Conservation module [New in 2.0]

Conservation module [New in 2.0]#

Evolutionary conservation analysis oftentimes uncovers the potential functional relevance of circRNAs by comparing their sequence and genomic position across different organisms. We developed the conservation module to enable users to perform circRNA conservation analysis in five widely studied animal model species: mouse, human, rat, pig, and dog. The framework of the conservation module was developed with the flexibility to incorporate more species in the analysis by simply adding the species to the input config file.

General usage#

A call to circtools conservation --help shows all available command line flags:

usage: circtools [-h] -d DCC_FILE -g GTF_FILE -f FASTA_FILE [-O {mm,rn,hs,ss,cl}]
                 [-TS TARGET_SPECIES] [-s SEQUENCE_FILE] [-o OUTPUT_DIR] [-T EXPERIMENT_TITLE]
                 [-t GLOBAL_TEMP_DIR] [-G GENE_LIST [GENE_LIST ...]]
                 [-GL GENE_LIST_FILE [GENE_LIST_FILE ...]]
                 [-i ID_LIST [ID_LIST ...]] [-hg19] [-mm10] [-pairwise_flag]

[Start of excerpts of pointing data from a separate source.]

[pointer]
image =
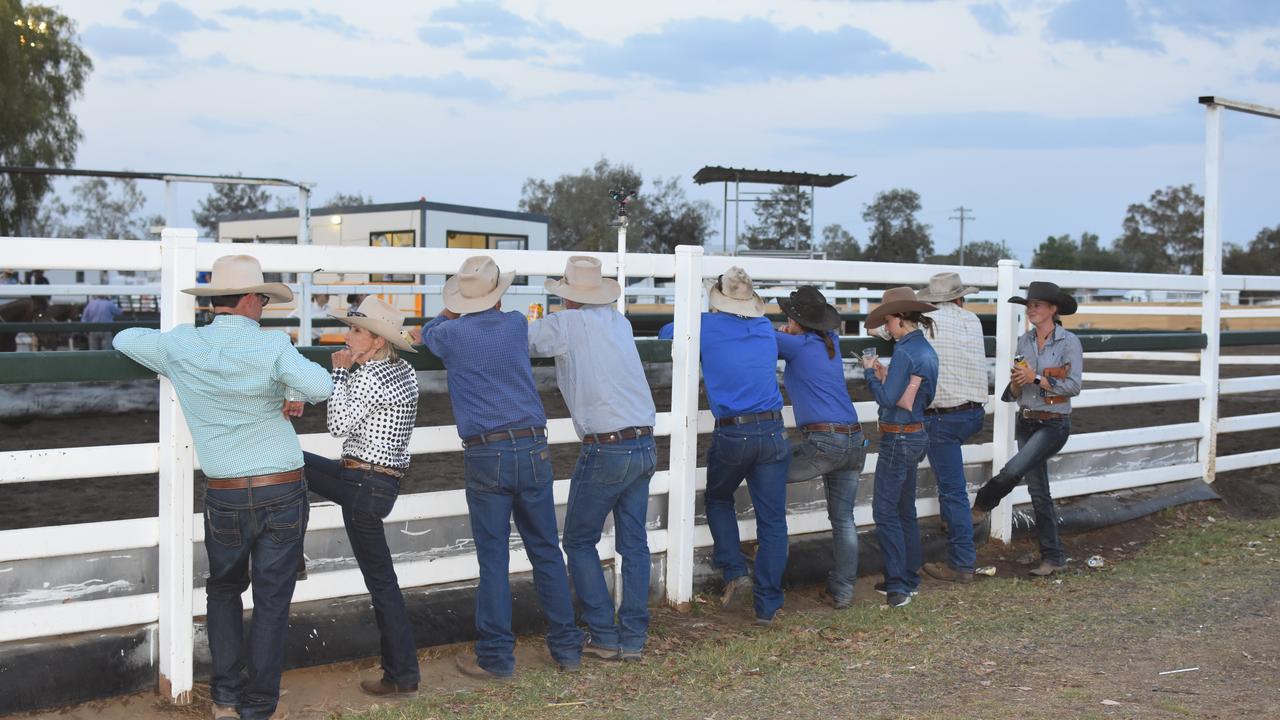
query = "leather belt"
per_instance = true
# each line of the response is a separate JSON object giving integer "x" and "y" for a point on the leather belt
{"x": 969, "y": 405}
{"x": 625, "y": 433}
{"x": 254, "y": 481}
{"x": 503, "y": 434}
{"x": 356, "y": 464}
{"x": 750, "y": 418}
{"x": 832, "y": 428}
{"x": 1040, "y": 415}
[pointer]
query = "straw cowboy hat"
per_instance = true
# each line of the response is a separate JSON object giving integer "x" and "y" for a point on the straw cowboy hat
{"x": 478, "y": 286}
{"x": 584, "y": 283}
{"x": 809, "y": 309}
{"x": 379, "y": 318}
{"x": 945, "y": 287}
{"x": 896, "y": 300}
{"x": 1048, "y": 292}
{"x": 241, "y": 274}
{"x": 732, "y": 294}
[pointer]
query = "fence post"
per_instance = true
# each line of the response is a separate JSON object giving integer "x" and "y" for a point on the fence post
{"x": 176, "y": 572}
{"x": 1211, "y": 302}
{"x": 1009, "y": 322}
{"x": 684, "y": 424}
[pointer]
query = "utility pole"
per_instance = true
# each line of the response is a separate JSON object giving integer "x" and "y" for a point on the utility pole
{"x": 963, "y": 217}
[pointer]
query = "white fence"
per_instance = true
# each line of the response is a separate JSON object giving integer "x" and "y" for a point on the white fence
{"x": 174, "y": 529}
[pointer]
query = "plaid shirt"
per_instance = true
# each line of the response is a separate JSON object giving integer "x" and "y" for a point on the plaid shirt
{"x": 961, "y": 356}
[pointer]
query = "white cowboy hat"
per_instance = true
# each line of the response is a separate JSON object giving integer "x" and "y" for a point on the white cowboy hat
{"x": 379, "y": 318}
{"x": 945, "y": 287}
{"x": 241, "y": 274}
{"x": 584, "y": 283}
{"x": 478, "y": 286}
{"x": 732, "y": 294}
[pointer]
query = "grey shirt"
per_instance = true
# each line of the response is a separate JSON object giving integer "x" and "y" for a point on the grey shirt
{"x": 1061, "y": 350}
{"x": 597, "y": 367}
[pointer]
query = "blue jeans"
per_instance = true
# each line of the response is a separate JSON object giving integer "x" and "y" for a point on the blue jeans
{"x": 366, "y": 497}
{"x": 612, "y": 478}
{"x": 894, "y": 509}
{"x": 252, "y": 532}
{"x": 947, "y": 432}
{"x": 1037, "y": 442}
{"x": 759, "y": 454}
{"x": 839, "y": 459}
{"x": 504, "y": 478}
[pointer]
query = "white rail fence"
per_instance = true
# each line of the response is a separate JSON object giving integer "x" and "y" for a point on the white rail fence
{"x": 176, "y": 529}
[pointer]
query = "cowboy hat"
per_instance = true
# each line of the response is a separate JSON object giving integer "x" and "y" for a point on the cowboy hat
{"x": 809, "y": 309}
{"x": 896, "y": 300}
{"x": 945, "y": 287}
{"x": 584, "y": 283}
{"x": 1048, "y": 292}
{"x": 241, "y": 274}
{"x": 732, "y": 294}
{"x": 379, "y": 318}
{"x": 478, "y": 286}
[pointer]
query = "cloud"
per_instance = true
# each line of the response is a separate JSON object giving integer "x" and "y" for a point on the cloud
{"x": 310, "y": 18}
{"x": 127, "y": 41}
{"x": 170, "y": 17}
{"x": 703, "y": 51}
{"x": 1107, "y": 23}
{"x": 992, "y": 18}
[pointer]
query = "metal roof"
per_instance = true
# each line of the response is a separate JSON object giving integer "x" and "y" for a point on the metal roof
{"x": 716, "y": 173}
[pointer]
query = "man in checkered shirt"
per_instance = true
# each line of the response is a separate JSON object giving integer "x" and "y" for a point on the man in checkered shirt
{"x": 955, "y": 414}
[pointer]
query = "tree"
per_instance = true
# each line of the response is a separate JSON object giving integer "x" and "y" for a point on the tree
{"x": 42, "y": 69}
{"x": 896, "y": 236}
{"x": 229, "y": 200}
{"x": 782, "y": 220}
{"x": 1166, "y": 235}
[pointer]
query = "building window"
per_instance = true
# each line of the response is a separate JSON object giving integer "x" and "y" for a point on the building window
{"x": 394, "y": 238}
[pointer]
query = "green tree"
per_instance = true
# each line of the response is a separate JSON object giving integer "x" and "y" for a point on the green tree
{"x": 781, "y": 220}
{"x": 229, "y": 200}
{"x": 42, "y": 71}
{"x": 896, "y": 235}
{"x": 1166, "y": 235}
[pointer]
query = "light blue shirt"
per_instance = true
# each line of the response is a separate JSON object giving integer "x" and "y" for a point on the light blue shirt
{"x": 231, "y": 377}
{"x": 597, "y": 367}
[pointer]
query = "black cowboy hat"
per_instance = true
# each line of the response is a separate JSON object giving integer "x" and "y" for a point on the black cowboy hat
{"x": 1048, "y": 292}
{"x": 809, "y": 309}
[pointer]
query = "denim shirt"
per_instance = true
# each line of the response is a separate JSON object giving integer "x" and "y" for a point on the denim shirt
{"x": 913, "y": 355}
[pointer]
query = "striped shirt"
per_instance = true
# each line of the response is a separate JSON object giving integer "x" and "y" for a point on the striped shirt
{"x": 961, "y": 356}
{"x": 375, "y": 408}
{"x": 231, "y": 377}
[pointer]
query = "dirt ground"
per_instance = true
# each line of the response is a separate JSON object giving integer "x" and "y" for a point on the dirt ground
{"x": 135, "y": 496}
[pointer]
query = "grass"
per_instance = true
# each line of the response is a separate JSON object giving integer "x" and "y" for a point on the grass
{"x": 999, "y": 648}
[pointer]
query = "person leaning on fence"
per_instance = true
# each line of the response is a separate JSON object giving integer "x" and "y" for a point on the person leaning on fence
{"x": 374, "y": 406}
{"x": 832, "y": 445}
{"x": 740, "y": 359}
{"x": 956, "y": 413}
{"x": 600, "y": 376}
{"x": 231, "y": 377}
{"x": 506, "y": 463}
{"x": 1042, "y": 384}
{"x": 903, "y": 392}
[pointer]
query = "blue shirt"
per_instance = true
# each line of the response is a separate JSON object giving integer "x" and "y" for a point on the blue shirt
{"x": 490, "y": 379}
{"x": 740, "y": 364}
{"x": 231, "y": 377}
{"x": 913, "y": 355}
{"x": 814, "y": 381}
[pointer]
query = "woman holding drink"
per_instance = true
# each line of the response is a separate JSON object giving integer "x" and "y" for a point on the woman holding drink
{"x": 1046, "y": 374}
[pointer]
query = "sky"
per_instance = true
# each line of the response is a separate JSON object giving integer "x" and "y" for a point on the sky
{"x": 1042, "y": 117}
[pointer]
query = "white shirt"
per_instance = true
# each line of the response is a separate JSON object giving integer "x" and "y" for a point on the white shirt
{"x": 597, "y": 367}
{"x": 961, "y": 356}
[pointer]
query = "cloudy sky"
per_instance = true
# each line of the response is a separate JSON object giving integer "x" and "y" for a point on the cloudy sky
{"x": 1043, "y": 117}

circular RNA conservation analysis

optional arguments:
  -h, --help            show this help message and exit

Input:
  -d DCC_FILE, --dcc-file DCC_FILE
                        CircCoordinates file from DCC / detect module
  -g GTF_FILE, --gtf-file GTF_FILE
                        GTF file of genome annotation e.g. ENSEMBL
  -f FASTA_FILE, --fasta FASTA_FILE
                        FASTA file with genome sequence (must match
                        annotation)
  -O {mm,rn,hs,ss,cl}, --organism {mm,rn,hs,ss,cl}
                        Organism of the study, mm =
                        Mus musculus, hs = Homo sapiens, rn = Rattus norvegicus,
                        ss = Sus scrofa, cl = Canis lupus familiaris
  -TS TARGET_SPECIES,       --target_species
                        List of target species IDs for which conservation score
                        needs to be calculated
  -s SEQUENCE_FILE, --sequence SEQUENCE_FILE
                        FASTA file containing the circRNA sequence (exons and
                        introns)

Output options:
  -o OUTPUT_DIR, --output OUTPUT_DIR
                        Output directory (must exist)
  -T EXPERIMENT_TITLE, --title EXPERIMENT_TITLE
                        Title of the experiment for HTML output and file name

Additional options:
  -t GLOBAL_TEMP_DIR, --temp GLOBAL_TEMP_DIR
                        Temporary directory (must exist)
  -G GENE_LIST [GENE_LIST ...], --genes GENE_LIST [GENE_LIST ...]
                        Space-separated list of host gene names. Primers for
                        CircRNAs of those genes will be designed.E.g. -G
                        "CAMSAP1" "RYR2"
  -i ID_LIST [ID_LIST ...], --id-list ID_LIST [ID_LIST ...]
                        Space-separated list of circRNA IDs. E.g. -i
                        "CAMSAP1_9_135850137_135850461_-"
                        "CAMSAP1_9_135881633_135883078_-"
  -hg19, --hg19
                        Are given circular co-ordinates for human from hg19 assembly?
                        If the flag is on, these will be converted into hg38.
  -mm10, --mm10
                        Are given circular co-ordinates for mouse from mm10 assembly?
                        If the flag is on, these will be converted into mm39.
  -pairwise_flag, --pairwise_flag
                        Should pairwise alignments be performed as well?
                        Additional barplot will be plotted in this case.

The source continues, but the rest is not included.